現在位置:asahi.com>コミミ口コミ> 記事

コミミ口コミ

から揚げvsフライドチキン 牙城にケンタッキー再挑戦

2007年04月04日

 「から揚げにフライドチキンが負けた」。こんな逸話が大分県中津市に伝わる。同市では専門店が成り立つほど鶏のから揚げは食卓に欠かせない一品。世界各地で展開するケンタッキーフライドチキンだが、中津では進出したものの撤退に追い込まれた。それから12年。マーケティングと「三度目はない」との覚悟の下、先月再び進出した。世界の味か地域の味か。勝負はこれからだ。

写真オープンしたケンタッキーフライドチキンの店=大分県中津市で
地図  

 JR中津駅から約500メートル、ショッピングセンター「ゆめタウン中津店」の1階入り口脇に、「KFC」の文字が目立つ。3月1日に開店したケンタッキーの店だ。

 日曜夕、店内は親子連れや10代の男女でにぎわっていた。「カーネルおじさん」の人形と握手するちびっ子も。岩丸卓浩店長(23)は「売り上げは予想以上。好評を頂いています」と笑顔。

 そこからすぐそばの総菜店。揚げたてのから揚げを並べていた店員は「売れ行きは変わりませんねぇ。中津はこれが人気ですから」。

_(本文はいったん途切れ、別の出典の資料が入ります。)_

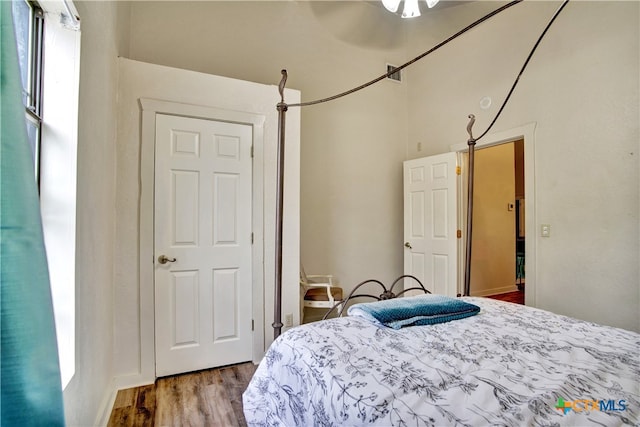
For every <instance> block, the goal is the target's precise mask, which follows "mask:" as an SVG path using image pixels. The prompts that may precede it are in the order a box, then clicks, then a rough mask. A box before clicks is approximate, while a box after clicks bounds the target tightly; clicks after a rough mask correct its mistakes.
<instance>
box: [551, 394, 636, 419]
mask: <svg viewBox="0 0 640 427" xmlns="http://www.w3.org/2000/svg"><path fill="white" fill-rule="evenodd" d="M555 408H556V409H557V410H558V411H561V412H562V413H563V414H565V415H566V414H567V413H569V412H570V411H573V412H582V411H601V412H622V411H626V410H627V401H626V400H613V399H608V400H604V399H600V400H592V399H578V400H564V399H563V398H562V397H559V398H558V402H557V403H556V406H555Z"/></svg>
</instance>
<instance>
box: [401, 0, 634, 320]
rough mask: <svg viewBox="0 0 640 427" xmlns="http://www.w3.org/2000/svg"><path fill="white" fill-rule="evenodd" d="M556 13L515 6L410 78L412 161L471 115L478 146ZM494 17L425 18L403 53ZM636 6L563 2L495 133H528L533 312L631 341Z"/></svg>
mask: <svg viewBox="0 0 640 427" xmlns="http://www.w3.org/2000/svg"><path fill="white" fill-rule="evenodd" d="M559 4H560V3H559V2H556V1H553V2H547V1H541V2H523V3H521V4H518V5H516V6H514V7H512V8H510V9H509V10H507V11H506V12H503V13H502V14H500V15H498V16H496V17H494V18H492V19H491V20H490V21H487V22H485V23H484V24H482V25H481V26H479V27H477V28H476V29H474V30H472V31H471V32H469V33H467V34H466V35H464V36H463V37H461V38H459V39H457V40H456V41H454V42H453V43H451V44H449V45H447V46H446V47H445V48H443V49H441V50H439V51H438V52H437V53H436V54H434V55H432V56H430V57H428V58H426V59H425V60H423V61H422V62H420V63H418V64H416V65H415V66H414V67H412V68H411V70H410V72H409V78H410V79H411V80H410V81H411V91H410V94H409V111H410V113H411V116H410V121H409V142H408V153H409V157H411V158H413V157H421V156H424V155H429V154H436V153H440V152H444V151H448V150H449V146H450V145H454V144H460V143H465V142H466V140H467V138H468V135H467V134H466V124H467V121H468V119H467V115H468V114H469V113H474V114H476V116H477V118H478V121H477V122H476V125H475V128H474V129H475V135H476V136H478V135H479V134H480V133H481V132H482V131H484V129H486V127H487V126H488V124H489V121H490V119H491V118H493V116H494V114H495V113H496V112H497V109H498V107H499V104H500V103H501V102H502V100H503V98H504V96H506V93H507V91H508V89H509V88H510V86H511V84H512V83H513V80H514V78H515V76H516V74H517V72H518V71H519V69H520V68H521V66H522V64H523V62H524V60H525V58H526V56H527V54H528V53H529V49H530V48H531V47H532V46H533V44H534V42H535V40H536V39H537V37H538V35H539V33H540V32H541V31H542V29H543V28H544V26H545V25H546V23H547V21H548V19H549V18H550V17H551V16H552V14H553V13H554V11H555V10H556V8H557V7H558V6H559ZM497 6H499V3H495V2H474V3H471V4H468V5H464V6H458V7H454V8H451V9H446V10H444V11H442V12H441V13H439V14H433V15H431V17H430V18H427V19H425V20H424V21H423V23H422V24H421V25H420V26H418V25H416V26H414V27H412V32H411V33H410V50H411V53H412V54H415V53H418V52H420V51H422V50H425V46H424V45H425V43H426V44H427V45H434V44H435V43H436V42H437V41H440V40H442V39H444V38H445V37H446V36H448V34H449V33H448V30H447V29H446V28H445V23H446V24H447V25H450V24H451V23H457V24H459V25H458V26H459V28H462V27H463V26H464V25H467V24H469V23H471V22H472V21H473V20H474V19H475V18H478V17H480V16H481V15H483V14H484V13H486V12H488V11H489V10H493V9H494V8H496V7H497ZM639 6H640V4H639V3H638V2H616V1H602V2H591V1H589V2H570V3H569V5H568V6H567V7H566V8H565V10H564V11H563V12H562V14H561V15H560V17H559V18H558V19H557V21H556V23H555V24H554V26H553V27H552V28H551V30H550V31H549V32H548V33H547V36H546V38H545V40H544V41H543V42H542V44H541V45H540V47H539V49H538V51H537V52H536V54H535V56H534V57H533V59H532V62H531V63H530V65H529V67H528V69H527V70H526V71H525V74H524V75H523V77H522V78H521V80H520V83H519V86H518V88H517V89H516V91H515V93H514V95H513V97H512V99H511V101H510V104H509V105H508V106H507V108H506V110H505V112H504V114H503V116H502V117H501V118H500V119H499V120H498V122H497V123H496V125H495V127H494V129H493V130H492V132H499V131H504V130H507V129H512V128H517V127H519V126H522V125H524V124H525V123H530V122H536V123H537V126H536V133H535V150H536V151H535V188H536V194H535V200H536V206H535V221H536V223H535V227H534V229H533V230H531V231H529V230H527V240H529V239H535V247H536V260H537V262H536V264H535V265H527V269H528V270H529V269H533V270H534V273H535V277H536V285H535V296H534V304H535V305H536V306H538V307H541V308H544V309H548V310H551V311H555V312H558V313H562V314H566V315H570V316H574V317H577V318H582V319H587V320H591V321H595V322H599V323H603V324H607V325H612V326H618V327H623V328H626V329H631V330H640V285H639V284H640V274H639V270H638V264H639V263H638V260H639V258H640V251H639V244H640V231H639V225H640V221H639V191H638V186H639V184H638V183H639V176H638V171H639V167H638V166H639V163H638V162H639V158H640V152H639V148H640V147H639V141H640V135H639V112H638V106H639V104H640V101H639V82H638V75H639V74H640V70H639V63H640V61H639V52H640V48H639V40H640V37H639V27H640V25H639V22H638V21H639V15H640V14H639ZM454 12H455V13H459V14H458V15H456V16H455V17H454V16H453V13H454ZM425 94H427V96H425ZM483 96H491V97H492V98H493V105H492V106H491V108H490V109H489V110H481V109H480V108H479V105H478V104H479V101H480V99H481V98H482V97H483ZM417 142H422V147H423V151H422V152H418V151H417V150H416V147H417ZM525 143H526V142H525ZM527 201H529V197H528V196H527ZM540 224H551V227H552V229H551V230H552V232H551V237H549V238H541V237H540V233H539V228H540ZM527 279H529V273H527ZM527 281H528V280H527Z"/></svg>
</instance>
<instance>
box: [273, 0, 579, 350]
mask: <svg viewBox="0 0 640 427" xmlns="http://www.w3.org/2000/svg"><path fill="white" fill-rule="evenodd" d="M522 1H523V0H514V1H511V2H509V3H507V4H505V5H504V6H502V7H499V8H498V9H496V10H494V11H492V12H490V13H488V14H486V15H485V16H483V17H481V18H480V19H478V20H476V21H475V22H473V23H472V24H470V25H468V26H467V27H465V28H463V29H462V30H460V31H458V32H457V33H455V34H454V35H452V36H451V37H449V38H447V39H446V40H444V41H442V42H440V43H439V44H437V45H436V46H434V47H433V48H431V49H429V50H427V51H426V52H424V53H422V54H421V55H419V56H417V57H415V58H414V59H412V60H410V61H409V62H406V63H405V64H403V65H401V66H399V67H397V68H393V69H392V70H390V71H389V72H388V73H386V74H383V75H382V76H380V77H378V78H376V79H374V80H371V81H369V82H367V83H365V84H363V85H360V86H358V87H355V88H353V89H350V90H348V91H345V92H342V93H339V94H337V95H334V96H330V97H328V98H323V99H319V100H316V101H309V102H301V103H298V104H287V103H286V102H285V101H284V88H285V85H286V82H287V70H284V69H283V70H282V72H281V74H282V78H281V80H280V83H279V85H278V90H279V93H280V102H279V103H278V104H277V105H276V109H277V110H278V148H277V173H276V179H277V182H276V236H275V246H276V260H275V261H276V268H275V292H274V316H273V319H274V320H273V323H272V325H271V326H272V327H273V335H274V339H275V338H278V337H279V336H280V333H281V331H282V327H283V326H284V325H283V323H282V227H283V214H282V212H283V206H284V160H285V159H284V146H285V123H286V112H287V110H288V109H289V108H290V107H306V106H310V105H316V104H321V103H324V102H329V101H333V100H334V99H338V98H341V97H343V96H346V95H350V94H352V93H354V92H357V91H359V90H361V89H364V88H366V87H368V86H371V85H373V84H375V83H377V82H379V81H381V80H384V79H385V78H387V77H388V76H390V75H391V74H393V73H396V72H398V71H400V70H402V69H404V68H406V67H408V66H410V65H411V64H413V63H414V62H417V61H419V60H420V59H422V58H424V57H425V56H427V55H429V54H430V53H432V52H434V51H436V50H438V49H439V48H441V47H442V46H444V45H446V44H447V43H449V42H451V41H452V40H454V39H456V38H458V37H459V36H461V35H462V34H464V33H466V32H467V31H469V30H470V29H472V28H474V27H476V26H478V25H480V24H481V23H483V22H484V21H486V20H488V19H489V18H491V17H493V16H495V15H497V14H498V13H500V12H503V11H505V10H506V9H508V8H510V7H512V6H515V5H516V4H518V3H521V2H522ZM568 3H569V0H564V1H563V3H562V4H561V5H560V7H559V8H558V9H557V10H556V12H555V13H554V14H553V16H552V17H551V19H550V20H549V22H548V23H547V25H546V27H545V28H544V30H543V31H542V33H541V34H540V36H539V37H538V39H537V41H536V43H535V44H534V45H533V47H532V49H531V51H530V52H529V55H528V56H527V59H526V60H525V62H524V64H523V66H522V68H521V69H520V72H519V73H518V75H517V76H516V78H515V81H514V82H513V85H512V86H511V89H510V90H509V93H508V94H507V96H506V97H505V99H504V101H503V103H502V105H501V107H500V109H499V110H498V112H497V113H496V115H495V117H494V118H493V120H492V121H491V123H490V124H489V126H488V127H487V129H486V130H485V131H484V132H483V133H482V134H481V135H480V136H479V137H477V138H474V136H473V124H474V123H475V116H474V115H473V114H469V123H468V125H467V133H468V134H469V139H468V140H467V145H468V149H469V171H468V194H467V196H468V197H467V229H466V232H467V235H466V242H465V243H466V251H465V275H464V293H463V294H464V295H465V296H467V295H469V290H470V289H469V288H470V283H471V246H472V245H471V242H472V240H471V239H472V226H473V167H474V152H475V145H476V142H477V141H478V140H480V139H481V138H482V137H484V136H485V135H486V134H487V133H488V132H489V130H490V129H491V128H492V127H493V125H494V124H495V122H496V121H497V120H498V117H500V115H501V114H502V111H503V110H504V108H505V106H506V105H507V103H508V102H509V99H510V98H511V95H512V94H513V91H514V90H515V88H516V86H517V84H518V81H519V80H520V77H521V76H522V74H523V73H524V70H525V69H526V68H527V65H528V64H529V61H530V60H531V58H532V57H533V54H534V53H535V51H536V49H537V48H538V46H539V45H540V42H541V41H542V39H543V38H544V36H545V34H546V33H547V31H548V30H549V28H550V27H551V25H552V24H553V23H554V21H555V20H556V18H557V17H558V15H559V14H560V12H562V10H563V9H564V8H565V6H566V5H567V4H568ZM405 277H406V276H401V277H400V278H399V279H397V280H396V281H395V282H394V283H393V285H392V286H391V289H393V286H394V285H395V284H396V283H398V281H399V280H400V279H401V278H405ZM410 277H413V276H410ZM414 279H415V277H414ZM416 280H418V279H416ZM369 282H375V283H379V284H380V285H382V287H383V289H384V292H383V293H382V294H381V296H380V299H384V298H382V296H383V295H387V294H386V293H387V292H390V293H392V292H391V289H390V290H388V291H387V289H386V287H385V286H384V285H383V284H382V283H381V282H379V281H377V280H375V279H370V280H367V281H365V282H362V283H360V284H358V286H356V288H355V289H357V288H359V287H360V286H361V285H363V284H364V283H369ZM418 283H420V281H419V280H418ZM420 286H421V287H422V288H423V289H424V286H423V285H422V283H420ZM355 289H354V291H355ZM425 290H426V289H425ZM352 293H353V292H352ZM401 294H402V292H401V293H399V294H398V295H401ZM396 296H397V295H396ZM350 297H351V294H350V295H349V298H350ZM374 298H375V297H374ZM347 300H348V298H347ZM331 311H333V308H332V309H331Z"/></svg>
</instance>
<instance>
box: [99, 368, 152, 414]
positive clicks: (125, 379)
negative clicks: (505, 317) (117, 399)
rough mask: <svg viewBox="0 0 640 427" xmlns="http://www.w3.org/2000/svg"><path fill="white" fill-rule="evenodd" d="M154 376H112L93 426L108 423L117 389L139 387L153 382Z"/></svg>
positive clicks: (117, 392)
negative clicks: (115, 376) (116, 376)
mask: <svg viewBox="0 0 640 427" xmlns="http://www.w3.org/2000/svg"><path fill="white" fill-rule="evenodd" d="M154 381H155V378H152V379H149V378H144V377H143V376H142V375H139V374H135V375H123V376H120V377H115V378H112V379H111V381H110V382H109V385H108V387H107V390H105V393H104V397H103V398H102V404H101V405H100V410H99V411H98V414H97V415H96V420H95V422H94V425H95V426H106V425H107V424H108V423H109V418H110V417H111V412H112V411H113V404H114V403H115V401H116V396H117V395H118V391H120V390H125V389H128V388H133V387H140V386H143V385H149V384H153V383H154Z"/></svg>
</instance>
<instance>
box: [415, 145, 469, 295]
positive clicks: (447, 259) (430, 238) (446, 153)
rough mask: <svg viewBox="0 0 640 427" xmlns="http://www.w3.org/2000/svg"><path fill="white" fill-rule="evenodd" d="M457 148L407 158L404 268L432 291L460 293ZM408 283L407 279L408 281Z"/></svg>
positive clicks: (430, 290) (447, 293)
mask: <svg viewBox="0 0 640 427" xmlns="http://www.w3.org/2000/svg"><path fill="white" fill-rule="evenodd" d="M456 158H457V154H456V153H455V152H451V153H445V154H439V155H436V156H431V157H423V158H420V159H413V160H407V161H405V162H404V168H403V169H404V172H403V174H404V179H403V180H404V241H405V243H404V246H405V247H404V272H405V274H410V275H413V276H415V277H417V278H418V279H419V280H420V281H421V282H422V283H423V284H424V286H425V287H426V288H427V289H428V290H430V291H431V292H433V293H436V294H441V295H449V296H456V295H457V294H458V289H457V287H458V285H457V269H458V265H457V264H458V249H457V197H456V188H457V175H456ZM405 283H407V284H408V282H405Z"/></svg>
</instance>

 盆や正月、祭りに運動会、卒業式。中津では決まって大皿盛りのから揚げが振る舞われる。店は30軒以上あり、家庭で揚げるよりも店で買うのが一般的だ。

 90年秋、ケンタッキーは中津駅から約2キロの郊外に出店した。

 「世界のケンタッキーがやってきた。もう駄目だ」。当時、から揚げ店「チキンハウス」の田中信彦さん(53)は転業を覚悟したという。

 だが、ケンタッキーは売り上げが振るわず95年5月に店じまい。同店を経営したJR九州ファーストフーズ(福岡市博多区)は「立地場所が悪かった」と総括するが、「から揚げにつぶされた」が地元の定説だ。

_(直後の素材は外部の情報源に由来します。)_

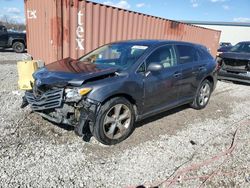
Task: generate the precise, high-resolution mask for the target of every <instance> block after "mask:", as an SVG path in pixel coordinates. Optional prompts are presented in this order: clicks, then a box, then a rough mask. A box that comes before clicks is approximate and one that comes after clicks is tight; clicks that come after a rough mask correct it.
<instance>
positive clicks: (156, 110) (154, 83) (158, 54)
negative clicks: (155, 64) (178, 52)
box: [144, 45, 181, 113]
mask: <svg viewBox="0 0 250 188" xmlns="http://www.w3.org/2000/svg"><path fill="white" fill-rule="evenodd" d="M145 62H146V68H147V67H148V66H149V64H150V63H158V64H161V65H162V66H163V68H162V69H161V70H159V71H155V72H152V71H151V72H149V71H147V70H146V73H145V78H144V95H145V96H144V113H150V112H153V111H158V110H161V109H162V110H163V109H165V108H168V107H171V106H174V105H175V104H176V103H177V102H178V96H179V90H180V80H181V69H180V66H179V65H178V64H177V56H176V52H175V48H174V46H173V45H165V46H162V47H159V48H157V49H156V50H155V51H153V52H152V53H151V54H150V55H149V56H148V57H147V58H146V60H145Z"/></svg>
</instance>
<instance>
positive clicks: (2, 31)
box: [0, 27, 8, 47]
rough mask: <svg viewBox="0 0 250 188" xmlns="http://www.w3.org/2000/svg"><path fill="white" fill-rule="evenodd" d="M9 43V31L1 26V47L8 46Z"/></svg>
mask: <svg viewBox="0 0 250 188" xmlns="http://www.w3.org/2000/svg"><path fill="white" fill-rule="evenodd" d="M7 43H8V33H7V30H6V28H4V27H0V47H6V46H7Z"/></svg>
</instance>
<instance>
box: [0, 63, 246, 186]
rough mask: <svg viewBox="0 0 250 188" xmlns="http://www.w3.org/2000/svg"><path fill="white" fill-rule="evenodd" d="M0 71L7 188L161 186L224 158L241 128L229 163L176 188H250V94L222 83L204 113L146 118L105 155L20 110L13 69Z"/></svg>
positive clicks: (79, 140) (229, 155)
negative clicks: (249, 95) (232, 141)
mask: <svg viewBox="0 0 250 188" xmlns="http://www.w3.org/2000/svg"><path fill="white" fill-rule="evenodd" d="M0 66H1V69H0V80H1V82H0V88H1V90H0V104H1V107H0V125H1V126H0V132H1V135H0V177H1V179H0V184H1V186H3V187H17V186H21V187H26V186H31V187H61V186H63V187H126V186H130V185H140V184H146V185H156V184H158V182H160V181H163V180H171V178H173V177H175V176H176V174H178V173H180V170H184V169H185V168H188V167H190V166H192V165H195V164H199V163H203V162H204V161H206V160H208V159H210V158H213V157H214V156H217V155H218V154H220V153H221V152H223V151H225V150H227V149H228V148H229V147H230V145H231V143H232V139H233V134H234V132H235V130H236V129H237V128H238V129H239V130H238V132H237V136H236V143H237V145H236V147H235V149H234V150H233V152H232V153H231V154H230V155H228V156H227V157H225V156H224V157H221V158H219V159H218V160H214V161H213V162H212V163H209V164H207V165H203V166H201V167H200V168H197V169H194V170H191V171H188V172H186V173H183V174H182V175H181V177H180V178H179V179H178V181H175V182H174V184H173V187H198V186H200V185H201V184H202V183H203V182H204V178H203V179H202V178H201V177H203V176H206V177H208V176H210V175H211V174H214V176H211V177H209V178H208V179H207V181H205V183H204V185H205V186H211V187H220V186H221V187H232V186H236V187H250V183H249V181H247V180H248V179H247V178H248V177H249V176H250V171H249V169H250V155H249V151H250V148H249V146H250V139H249V138H250V123H249V119H250V117H249V115H250V114H249V106H250V98H249V97H248V96H249V95H250V90H249V86H246V85H238V84H237V85H236V84H232V83H225V82H219V83H218V86H217V89H216V90H215V92H214V93H213V95H212V98H211V101H210V103H209V105H208V106H207V108H206V109H204V110H201V111H197V110H193V109H191V108H189V107H188V106H182V107H180V108H177V109H174V110H171V111H169V112H165V113H162V114H160V115H157V116H154V117H151V118H148V119H147V120H144V121H143V122H140V123H138V124H137V128H136V130H135V131H134V133H133V134H132V135H131V136H130V137H129V138H128V139H127V140H126V141H124V142H122V143H121V144H119V145H116V146H111V147H107V146H103V145H101V144H99V143H98V142H97V141H96V140H95V139H91V142H90V143H85V142H84V141H83V140H82V139H81V138H79V137H77V136H75V134H74V132H73V131H72V130H71V129H68V128H66V127H64V128H61V127H58V126H56V125H54V124H51V123H49V122H48V121H46V120H44V119H42V118H41V117H40V116H38V115H36V114H34V113H30V112H31V111H30V109H29V108H27V109H24V110H22V109H20V108H19V106H20V104H21V96H22V95H23V92H20V91H18V88H17V70H16V65H14V64H5V65H3V64H2V65H0ZM168 183H169V182H167V184H164V185H168ZM163 187H164V186H163Z"/></svg>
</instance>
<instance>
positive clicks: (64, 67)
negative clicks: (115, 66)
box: [33, 58, 118, 86]
mask: <svg viewBox="0 0 250 188" xmlns="http://www.w3.org/2000/svg"><path fill="white" fill-rule="evenodd" d="M117 70H118V69H117V68H116V67H114V66H111V65H96V64H92V63H89V62H79V61H78V60H74V59H71V58H66V59H62V60H59V61H56V62H54V63H51V64H49V65H46V66H45V67H43V68H41V69H39V70H37V71H36V72H35V73H34V74H33V77H34V79H35V81H36V85H37V86H41V85H56V86H65V85H69V84H71V85H79V86H80V85H82V84H83V83H84V82H85V81H86V80H89V79H92V78H96V77H101V76H105V75H109V74H113V73H115V72H116V71H117Z"/></svg>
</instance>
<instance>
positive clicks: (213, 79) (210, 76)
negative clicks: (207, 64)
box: [200, 75, 215, 90]
mask: <svg viewBox="0 0 250 188" xmlns="http://www.w3.org/2000/svg"><path fill="white" fill-rule="evenodd" d="M205 80H208V81H209V82H210V83H211V85H212V89H213V90H214V83H215V81H214V78H213V76H211V75H208V76H206V77H205V78H204V79H203V80H202V81H201V82H200V84H201V83H202V82H204V81H205Z"/></svg>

 今回、ゆめタウン中津店が有力な飲食関係のテナントを求めたのが、再出店のきっかけ。打診を受けたJR九州側も、大型店に入れば安定した集客が見込めるうえ、中津周辺の自動車産業の集積で市場拡大も期待できると踏んだ。

 JR九州ファーストフーズKFC事業部の平野美樹さん(35)は「『すみ分け』は出来るはず。駄目ならやっぱり、から揚げに負けたことになりますが。見込みはあります」。日本ケンタッキー・フライド・チキン(東京都渋谷区)の広報担当者も「可能性があれば出店するのが基本」と強気だ。

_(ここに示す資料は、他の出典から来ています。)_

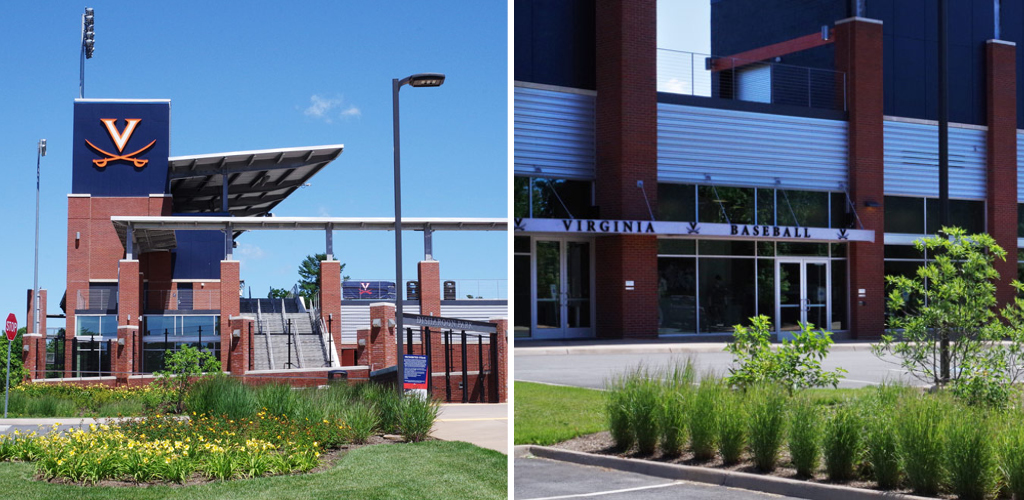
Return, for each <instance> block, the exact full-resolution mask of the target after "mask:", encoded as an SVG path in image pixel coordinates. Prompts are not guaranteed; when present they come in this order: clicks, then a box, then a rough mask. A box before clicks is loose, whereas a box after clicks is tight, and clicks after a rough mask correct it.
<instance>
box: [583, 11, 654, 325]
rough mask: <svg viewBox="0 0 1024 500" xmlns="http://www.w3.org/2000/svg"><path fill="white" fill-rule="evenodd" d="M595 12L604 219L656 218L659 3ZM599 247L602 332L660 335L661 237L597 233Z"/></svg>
mask: <svg viewBox="0 0 1024 500" xmlns="http://www.w3.org/2000/svg"><path fill="white" fill-rule="evenodd" d="M595 13H596V25H597V31H596V33H597V67H596V77H597V78H596V81H597V102H596V115H595V125H596V139H597V151H596V153H597V162H596V172H597V178H596V182H595V185H596V199H597V205H598V206H599V207H600V215H601V217H602V218H610V219H634V220H649V219H650V212H649V211H648V210H647V204H648V202H649V203H650V206H651V209H656V206H657V54H656V48H657V43H656V33H657V5H656V2H655V1H654V0H600V1H598V2H597V3H596V11H595ZM638 181H642V182H643V183H644V186H645V188H644V190H641V189H640V188H639V186H638V185H637V182H638ZM644 193H646V198H645V197H644ZM595 251H596V264H597V265H596V266H597V268H599V269H601V272H600V273H597V276H596V280H597V283H596V285H597V296H596V301H595V303H596V306H597V325H595V328H596V331H597V334H598V335H599V336H602V337H652V336H656V335H657V241H656V239H655V238H653V237H640V236H607V237H597V238H596V239H595ZM626 281H633V282H634V284H635V287H634V290H630V291H627V290H626V287H625V282H626Z"/></svg>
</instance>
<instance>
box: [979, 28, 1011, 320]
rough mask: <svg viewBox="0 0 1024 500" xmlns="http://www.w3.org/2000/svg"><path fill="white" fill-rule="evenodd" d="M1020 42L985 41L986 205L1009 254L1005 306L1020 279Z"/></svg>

 オープンから1カ月。売り上げは当初見込みの1.5倍で、「上々のスタート」と平野さん。

 夫の酒のつまみにチキンを買いに来た主婦(29)は「3回目です。小倉や別府の方まで遠出しないと買えなかったので、うれしい」。一方、から揚げ店で夕飯のおかずを買っていた会社員の泉千恵美さん(38)は「ケンタッキーはおやつにはなっても、おかずにならない」。スパイスの香りや衣の食感がなじめないという声も。

 から揚げ側は自信を示す。チキンハウスの田中さんは「親子三代で来てくれるお客もいる。地域で支持されるために手間ひまかけてきた」。人気店の一つ「中津からあげもり山 万田店」代表の森山浩二さん(48)は「フライドチキンは全くの別物で、お客の取り合いにはならない。新しいから揚げ店ができる方が脅威」と話した。